A friend over in Lumberton told me today he was boiling catfish heads to get the meat behind the eyeballs out to make catfish soup! Is he pulling my leg, or telling the truth. He is not on here, but is a long time fisherman with **** arse ideas. I have never heard of such. He has always been very honist with me.


----------



## reelthreat (Jul 11, 2006)

My grandmother used to do that. She made fish head soup with them and it was really good (until I found out what it was, I was 8). 

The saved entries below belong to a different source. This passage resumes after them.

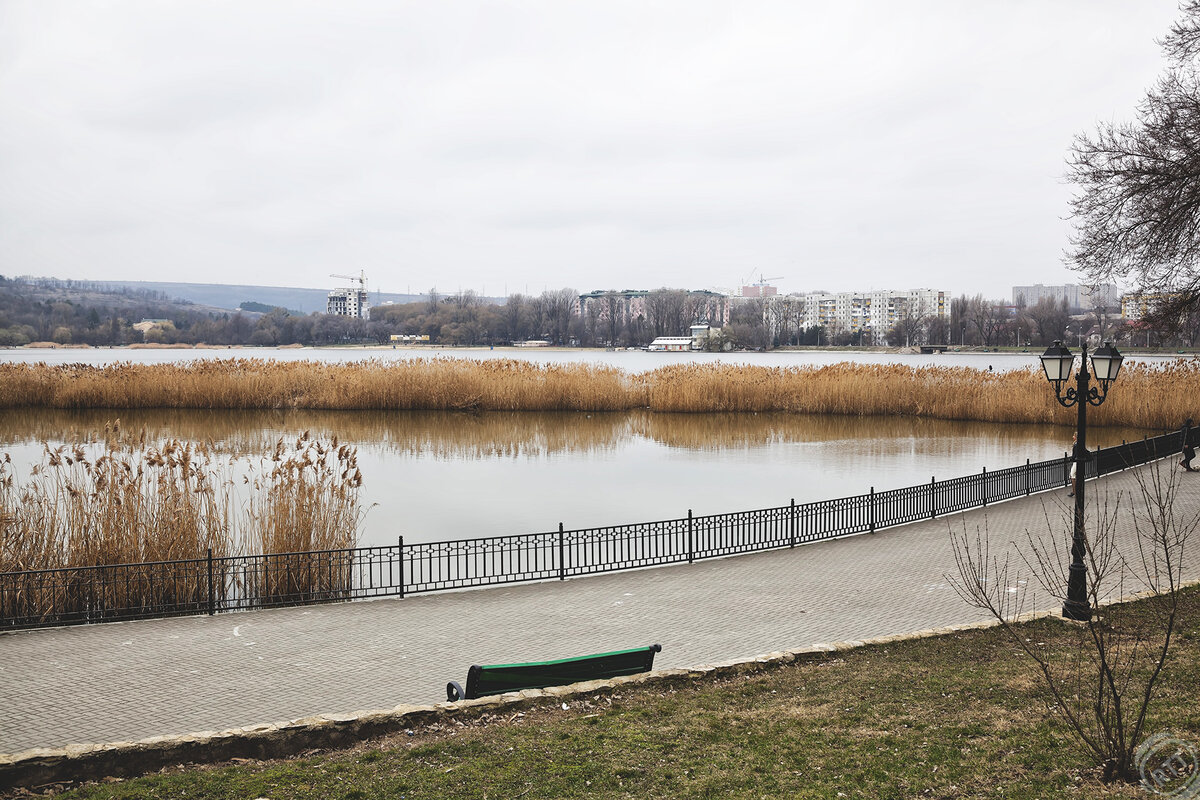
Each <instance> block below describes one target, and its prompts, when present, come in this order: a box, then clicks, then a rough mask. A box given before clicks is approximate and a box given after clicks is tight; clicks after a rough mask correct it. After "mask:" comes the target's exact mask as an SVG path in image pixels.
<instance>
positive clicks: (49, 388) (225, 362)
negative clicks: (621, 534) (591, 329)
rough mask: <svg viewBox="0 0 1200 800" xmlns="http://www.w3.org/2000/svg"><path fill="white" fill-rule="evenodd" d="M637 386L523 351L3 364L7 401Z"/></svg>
mask: <svg viewBox="0 0 1200 800" xmlns="http://www.w3.org/2000/svg"><path fill="white" fill-rule="evenodd" d="M636 395H637V389H636V386H634V385H632V384H631V381H630V380H629V378H628V377H626V375H625V374H624V373H623V372H620V371H619V369H614V368H611V367H595V366H583V365H570V366H553V365H532V363H529V362H526V361H516V360H498V361H464V360H457V359H442V360H431V361H406V362H401V363H395V362H380V361H366V362H355V363H325V362H316V361H308V362H276V361H262V360H252V359H233V360H221V361H200V362H193V363H180V365H174V363H173V365H127V363H125V365H114V366H107V367H88V366H80V365H68V366H60V367H50V366H47V365H41V363H38V365H13V363H7V365H0V407H5V408H17V407H30V405H41V407H49V408H113V409H126V408H198V409H204V408H227V409H263V408H268V409H270V408H284V409H286V408H305V409H420V410H532V409H538V410H623V409H626V408H631V407H632V405H636V404H641V405H644V404H646V403H644V399H643V401H642V402H640V403H638V402H637V401H636V399H635V396H636Z"/></svg>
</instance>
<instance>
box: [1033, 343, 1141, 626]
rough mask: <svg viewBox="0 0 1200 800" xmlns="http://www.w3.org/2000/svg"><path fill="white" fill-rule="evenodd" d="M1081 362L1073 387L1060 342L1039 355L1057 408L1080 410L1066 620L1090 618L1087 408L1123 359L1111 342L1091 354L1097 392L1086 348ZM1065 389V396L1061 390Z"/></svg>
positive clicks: (1101, 395)
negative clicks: (1074, 498)
mask: <svg viewBox="0 0 1200 800" xmlns="http://www.w3.org/2000/svg"><path fill="white" fill-rule="evenodd" d="M1082 350H1084V353H1082V361H1081V362H1080V367H1079V372H1078V373H1076V374H1075V385H1074V386H1067V384H1068V381H1069V380H1070V371H1072V368H1073V367H1074V365H1075V354H1073V353H1072V351H1070V350H1068V349H1067V348H1064V347H1063V345H1062V341H1056V342H1055V343H1054V344H1052V345H1050V347H1049V348H1046V351H1045V353H1043V354H1042V367H1043V368H1044V369H1045V373H1046V380H1049V381H1050V383H1051V384H1052V385H1054V393H1055V399H1057V401H1058V404H1060V405H1063V407H1064V408H1070V407H1072V405H1075V407H1078V409H1079V411H1078V415H1076V422H1075V452H1074V453H1073V455H1074V461H1075V480H1074V486H1073V487H1072V489H1073V491H1074V493H1075V525H1074V530H1073V533H1072V537H1070V569H1069V571H1068V577H1067V601H1066V602H1064V603H1063V607H1062V615H1063V616H1066V618H1067V619H1074V620H1085V621H1086V620H1090V619H1091V618H1092V604H1091V602H1090V601H1088V600H1087V566H1086V565H1085V564H1084V558H1085V557H1086V555H1087V534H1086V531H1085V530H1084V485H1085V482H1084V477H1085V473H1084V469H1085V463H1086V459H1087V407H1088V405H1099V404H1100V403H1103V402H1104V399H1105V398H1106V397H1108V396H1109V387H1110V386H1111V385H1112V381H1115V380H1116V379H1117V373H1118V372H1121V361H1122V360H1123V356H1122V355H1121V354H1120V353H1117V350H1116V348H1114V347H1112V343H1111V342H1105V343H1104V347H1102V348H1100V349H1098V350H1097V351H1096V353H1094V354H1092V369H1093V372H1094V377H1096V379H1097V381H1098V383H1099V384H1100V386H1099V389H1097V387H1096V386H1091V385H1090V381H1091V378H1092V377H1093V375H1092V373H1088V372H1087V347H1086V345H1084V348H1082ZM1063 386H1067V391H1066V393H1063V391H1062V389H1063Z"/></svg>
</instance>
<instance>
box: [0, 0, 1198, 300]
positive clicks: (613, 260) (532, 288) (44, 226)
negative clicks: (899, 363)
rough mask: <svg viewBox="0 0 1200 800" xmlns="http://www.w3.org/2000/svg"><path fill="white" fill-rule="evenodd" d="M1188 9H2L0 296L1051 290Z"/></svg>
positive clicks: (530, 7) (1056, 2) (1004, 293)
mask: <svg viewBox="0 0 1200 800" xmlns="http://www.w3.org/2000/svg"><path fill="white" fill-rule="evenodd" d="M1176 14H1177V6H1176V2H1175V0H1136V1H1133V0H1103V1H1102V0H1036V1H1033V0H1031V1H1019V0H971V1H968V2H967V1H962V0H906V1H902V2H898V1H895V0H848V1H847V0H827V1H824V2H808V1H803V2H802V1H794V0H793V1H790V2H712V1H707V0H678V1H671V2H656V1H653V0H631V1H622V0H602V1H595V2H571V1H565V0H547V1H545V2H464V1H460V0H438V1H432V0H431V1H428V2H388V1H383V0H378V1H361V0H337V1H336V2H332V1H326V2H304V1H298V0H278V1H262V0H229V1H217V0H204V1H200V0H172V1H170V2H162V1H161V0H144V1H136V0H118V1H106V2H98V1H94V0H80V1H70V2H67V1H60V0H16V1H14V0H0V273H4V275H40V276H41V275H47V276H56V277H62V278H89V279H157V281H191V282H220V283H263V284H272V285H300V287H325V285H330V284H334V283H338V281H336V279H331V278H330V277H329V273H331V272H344V273H352V272H353V273H356V272H358V271H359V270H365V271H366V273H367V277H368V279H370V282H371V288H372V289H374V288H379V289H382V290H384V291H408V290H412V291H413V293H418V291H425V290H427V289H430V288H431V287H437V288H438V289H439V290H442V291H454V290H456V289H475V290H481V291H486V293H487V294H491V295H498V294H502V293H503V291H505V289H506V290H508V291H526V290H529V291H533V293H539V291H541V290H542V289H544V288H559V287H572V288H576V289H578V290H581V291H586V290H590V289H606V288H656V287H660V285H668V287H682V288H709V287H733V285H736V284H738V282H739V281H740V279H744V278H750V277H751V276H764V277H768V278H772V277H775V276H781V277H780V279H776V281H773V283H775V284H776V285H779V287H781V288H782V289H784V290H788V291H804V290H812V289H818V288H821V289H829V290H851V289H866V288H898V289H907V288H914V287H932V288H940V289H947V290H949V291H953V293H954V294H959V293H970V294H973V293H977V291H982V293H984V294H986V295H989V296H995V297H1002V296H1008V295H1009V293H1010V287H1012V285H1013V284H1014V283H1039V282H1040V283H1061V282H1067V281H1074V279H1075V278H1076V276H1075V275H1074V273H1073V272H1070V271H1068V270H1067V269H1066V267H1064V266H1063V265H1062V258H1061V254H1062V251H1063V248H1064V247H1066V245H1067V233H1068V229H1069V227H1068V223H1067V222H1066V221H1064V218H1066V216H1067V212H1068V209H1067V200H1068V198H1069V196H1070V188H1069V187H1068V186H1067V185H1064V184H1063V180H1062V175H1063V160H1064V154H1066V151H1067V148H1068V146H1069V144H1070V140H1072V137H1073V134H1074V133H1076V132H1081V131H1086V130H1090V128H1092V127H1093V126H1094V124H1096V122H1097V121H1098V120H1121V119H1128V118H1129V116H1130V115H1132V113H1133V108H1134V106H1135V103H1136V102H1138V100H1139V98H1140V96H1141V94H1142V91H1144V89H1145V88H1146V86H1147V85H1150V84H1151V83H1152V82H1153V79H1154V77H1156V76H1157V74H1158V73H1159V71H1160V70H1162V66H1163V61H1162V58H1160V53H1159V49H1158V47H1157V44H1156V43H1154V40H1156V38H1157V37H1159V36H1162V35H1163V34H1164V32H1165V31H1166V29H1168V26H1169V24H1170V23H1171V20H1172V19H1175V17H1176Z"/></svg>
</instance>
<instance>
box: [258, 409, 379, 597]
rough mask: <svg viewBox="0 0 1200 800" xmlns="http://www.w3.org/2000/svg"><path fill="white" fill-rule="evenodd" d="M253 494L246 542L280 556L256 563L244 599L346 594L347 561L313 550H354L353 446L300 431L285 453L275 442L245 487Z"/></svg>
mask: <svg viewBox="0 0 1200 800" xmlns="http://www.w3.org/2000/svg"><path fill="white" fill-rule="evenodd" d="M248 482H250V483H251V485H252V487H253V491H252V493H251V497H250V501H248V503H247V506H246V515H247V517H248V518H250V519H252V521H253V529H252V531H251V535H252V536H254V541H253V542H248V543H250V545H251V546H252V547H253V548H254V551H256V552H258V553H264V554H271V553H282V554H286V555H277V557H270V555H269V557H268V558H264V559H260V560H257V561H256V566H254V570H253V572H252V573H251V575H246V576H242V577H244V579H245V581H252V582H253V583H254V584H256V585H254V588H253V591H247V593H246V594H247V595H250V596H256V597H260V599H263V600H264V601H265V602H270V601H272V600H278V599H289V597H296V596H304V597H307V599H310V600H316V599H324V600H328V599H332V597H338V596H344V595H346V594H347V593H348V590H349V589H350V588H352V579H353V575H352V561H350V559H347V558H338V557H337V555H336V554H329V553H320V554H317V553H316V552H323V551H343V549H346V548H350V547H354V545H355V541H356V539H358V530H359V525H360V523H361V519H362V512H361V511H360V509H359V494H358V489H359V487H361V486H362V473H361V471H359V467H358V457H356V453H355V451H354V449H353V447H350V446H349V445H346V444H340V443H338V440H337V439H336V438H335V439H334V440H332V441H330V443H325V441H322V440H319V439H313V438H312V437H311V435H310V434H308V432H307V431H306V432H305V433H304V434H302V435H301V437H299V438H298V439H296V440H295V443H294V445H293V446H292V447H290V449H289V447H287V446H286V445H284V443H283V439H280V440H278V441H277V443H276V445H275V452H274V455H272V456H271V458H270V468H269V471H266V473H264V474H262V475H258V476H256V477H254V479H253V480H252V481H248Z"/></svg>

You got me thinking, man I miss her cooking.


----------



## baytownboy (Jul 24, 2009)

Man, I sure am glad I did not eat his "very special soup" that he said he had a little left over from the other day!!!!!!!!!


----------



## Dcrawford (Jan 3, 2008)

them Lumberton folks are strange to say the least....


----------



## bzrk180 (Jan 7, 2008)

Its good...Try it!!


----------



## Gator gar (Sep 21, 2007)

There is alot of meat on a big yellow cat head. I wouldn't be against making a good stock out of the heads and bones, that's for sure. Same with shrimp heads and shells. Alot of people suck the heads of crawfish and that is considered O.K. Me included. I'm all about getting the best taste out of some food. If it means boiling a catfish head and skimming the impurities as they rise, I'm all for it. I'm like you. I have heard about it, just haven't put it in practice yet.


----------



## wet dreams (May 21, 2004)

Thats what the older Court-Boulillion?? recipes calls for, it was a soup made from the scraps, an Opps cheek pockets are loaded...WW


----------



## waterwolf (Mar 6, 2005)

*Gernada*

Know this lady from Gernada and I take her fish heads all the time to make "fish head soup" and its darn good..she just want give up the eyeballs,which I told her she could have them all.You be amazed at the flavor and meat left in all those fish heads....and just think of all we have thrown to the crabs? Reading all this is makin me hungry for some soup.


----------



## waterwolf (Mar 6, 2005)

*fish heads*

check out theses heads..yummy,


----------



## RLwhaler (Sep 10, 2005)

Fish head soup is the best!!! Don't skip out on the eye balls.



bzrk180 said:


> Its good...Try it!!


----------



## GillGuerra (Jan 24, 2005)

Yea the heads and bones are great for stock try it next time you will be amazed


----------



## Instigator (Jul 6, 2004)

Boil is a bit misleading. Simmer so that you get a bubble.......bubble.........bubble action. Thirty minutes of that and you're good to go.


----------